La película comienza y acaba sobre las tablas de un teatro, con los espectadores observantes; cada cual, con su propia visión e historia. Ante un patio de butacas abarrotado, dos mujeres llenan un escenario inerte. Lo copan y absorben, como si tan sólo existiesen ellas en esos instantes. Se retuercen y encorvan; arquean las manos y flexionan las articulaciones. Histriónicos movimientos invaden la pantalla. Vestidas únicamente con un ligero camisón, transmiten sufrimiento y desesperación. Algo les desgarra el alma; las golpea con virulencia; les atraviesa las entrañas, arrebatándoles la vida lentamente, paso a paso; sin que nadie pueda ofrecerles un remedio. La piel de sus brazos y piernas aparece desnuda. Es una danza silente y consternada; ante la que el corazón se encoge, al visualizar la pugna de dos mujeres contra lo irreal y difuso; la pelea contra el maldito e inevitable transcurso del tiempo.
En aquella escena tan dramática, repentinamente, ...
ambas se lanzan a la carrera por un espacio plagado de sillas; donde un hombre (cuya presencia se explica desde un punto de vista más metafórico que real) acierta a apartarlas de su camino. Así arranca Hable con ella (2002), de Pedro Almodóvar.
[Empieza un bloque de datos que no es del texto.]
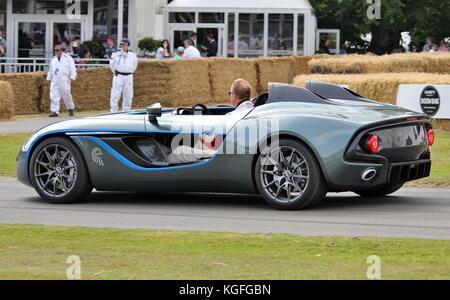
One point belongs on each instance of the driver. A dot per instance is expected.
(240, 93)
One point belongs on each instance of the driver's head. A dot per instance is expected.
(240, 90)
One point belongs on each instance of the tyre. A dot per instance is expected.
(380, 191)
(289, 177)
(58, 172)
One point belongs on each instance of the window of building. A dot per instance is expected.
(182, 17)
(3, 15)
(46, 7)
(211, 18)
(106, 18)
(251, 35)
(231, 34)
(281, 34)
(301, 35)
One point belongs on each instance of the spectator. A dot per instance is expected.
(428, 47)
(443, 47)
(110, 47)
(2, 40)
(2, 51)
(163, 51)
(179, 53)
(212, 48)
(80, 49)
(189, 50)
(193, 38)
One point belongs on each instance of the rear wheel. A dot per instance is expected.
(58, 172)
(380, 191)
(289, 177)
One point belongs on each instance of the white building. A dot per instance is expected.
(243, 28)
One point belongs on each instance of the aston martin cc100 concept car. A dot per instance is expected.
(292, 148)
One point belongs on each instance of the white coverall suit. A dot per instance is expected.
(123, 65)
(62, 72)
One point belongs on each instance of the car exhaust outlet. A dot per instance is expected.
(369, 174)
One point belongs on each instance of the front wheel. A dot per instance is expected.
(380, 191)
(58, 172)
(289, 177)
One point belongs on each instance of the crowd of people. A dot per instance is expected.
(190, 49)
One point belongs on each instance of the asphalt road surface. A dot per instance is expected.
(412, 212)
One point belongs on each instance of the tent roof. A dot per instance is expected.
(275, 4)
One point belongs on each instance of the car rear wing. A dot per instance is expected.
(333, 91)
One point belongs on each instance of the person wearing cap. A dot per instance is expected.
(62, 74)
(123, 64)
(190, 51)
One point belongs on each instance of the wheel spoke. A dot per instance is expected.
(49, 173)
(292, 157)
(289, 174)
(49, 157)
(45, 165)
(273, 182)
(59, 181)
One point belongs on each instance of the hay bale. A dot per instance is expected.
(172, 83)
(26, 90)
(280, 69)
(382, 87)
(6, 101)
(223, 71)
(369, 64)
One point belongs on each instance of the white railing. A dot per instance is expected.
(21, 65)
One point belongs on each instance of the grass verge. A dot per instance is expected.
(40, 252)
(440, 174)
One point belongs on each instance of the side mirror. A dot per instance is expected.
(154, 112)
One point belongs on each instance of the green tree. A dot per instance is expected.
(421, 18)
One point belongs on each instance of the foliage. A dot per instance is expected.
(96, 48)
(149, 44)
(421, 18)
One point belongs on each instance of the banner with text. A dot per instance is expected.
(431, 99)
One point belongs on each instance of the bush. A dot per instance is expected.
(96, 48)
(149, 44)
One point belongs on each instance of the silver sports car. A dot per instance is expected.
(293, 147)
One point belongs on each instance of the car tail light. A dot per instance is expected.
(373, 144)
(430, 137)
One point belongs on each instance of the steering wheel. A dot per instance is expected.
(205, 110)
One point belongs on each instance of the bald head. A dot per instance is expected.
(240, 90)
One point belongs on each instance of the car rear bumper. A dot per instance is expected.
(404, 172)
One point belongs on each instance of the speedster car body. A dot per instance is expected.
(292, 148)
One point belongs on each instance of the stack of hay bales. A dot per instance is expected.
(279, 69)
(172, 83)
(223, 71)
(6, 101)
(396, 63)
(26, 90)
(381, 87)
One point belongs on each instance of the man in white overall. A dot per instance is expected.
(123, 64)
(62, 73)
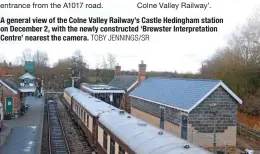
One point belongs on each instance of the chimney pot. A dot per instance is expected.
(117, 70)
(142, 71)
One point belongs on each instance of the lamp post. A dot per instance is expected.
(213, 109)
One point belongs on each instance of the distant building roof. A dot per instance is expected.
(123, 81)
(101, 88)
(179, 93)
(29, 66)
(27, 76)
(10, 84)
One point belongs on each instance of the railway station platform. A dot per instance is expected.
(33, 117)
(22, 140)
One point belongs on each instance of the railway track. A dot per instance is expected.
(57, 139)
(45, 132)
(53, 138)
(77, 141)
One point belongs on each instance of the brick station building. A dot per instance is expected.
(10, 96)
(119, 87)
(184, 106)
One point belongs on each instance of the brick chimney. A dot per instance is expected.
(4, 71)
(142, 72)
(117, 70)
Así empieza la película más desconcertante del cineasta manchego; que optó ese año por abandonar la transgresión y evocar la soledad, la muerte y la complejidad de los lazos humanos.
El popular director –tan aclamado por la crítica internacional- compone un relato delicado y melancólico; lejos de ese pop ochentero de los años de la Movida madrileña. El cineasta abandona en esta ocasión las complicadas y enrevesadas tramas de sexualidad, complejos y desorden. En cambio, se decide por la afable técnica del clasicismo. Y, gracias a ella, Almodóvar narra la extraña relación entre un enfermero y su paciente: una chica que sufre un coma supuestamente irreversible. Una historia que únicamente se presenta como la excusa idónea para adentrarse y profundizar en la soledad del ser humano, en el aislamiento, en la incomunicación del urbanita del siglo XXI.
El film transcurre de una forma natural, sin grandes altibajos; y el espectador siente como si navegara por unas tranquilas y apacibles aguas, como si lo acontecido fuera lo necesario, como si lo sucedido fuera lo inevitable. Y es que el metraje fluye casi instintivamente; perfilado con un tono frío, clínico y evasivo. “El logro más notable de Hable con ella radica en que juega con la identificación del espectador y la desafía. Es una profunda meditación sobre el modo en que hablamos con las personas y a través de los objetos y textos que expresan nuestra vida”, señala Adrian Danks, colaborador de la revista Senses of Cinema.
De esta forma, mientras que la primera escena mostraba los movimientos artificiales y dolientes de dos mujeres; Almodóvar utiliza a dos hombres en el resto de la película: dos herramientas adecuadas (Javier Cámara y Darío Grandinetti) para abordar el sufrimiento, la muerte y la soledad que queda tras ella. Pero el manchego lo hace con sobrada candidez; como si escuchara aquellas palabras que pronunció Antonio Gala hace apenas unos meses. “No me entristece el hecho de terminar: lo veo tan natural como una puesta de sol”, afirmó el escritor cordobés en cierta ocasión.
Así, con la misma sencillez con la que el sol se oculta cada jornada, Hable con ella describe el pesar del abandono, el desconsuelo del que yace junto a la cama. Y, aprovechando también los acordes de la guitarra española; Almodóvar regresa en los últimos minutos de la cinta a las mismas tablas del teatro que se mostraron al principio. Un escenario donde ya nadie sufre; un lugar ocupado ahora por un acompasado baile de parejas, que acompañan a una música alegre y a un decorado de hojas verdes. El dolor dejó paso a la esperanza. Relatado con una sorprendente naturalidad, el director nos deja muy claro que resulta inútil luchar contra el tiempo. Esa batalla está perdida; así que intentemos vencer en otras.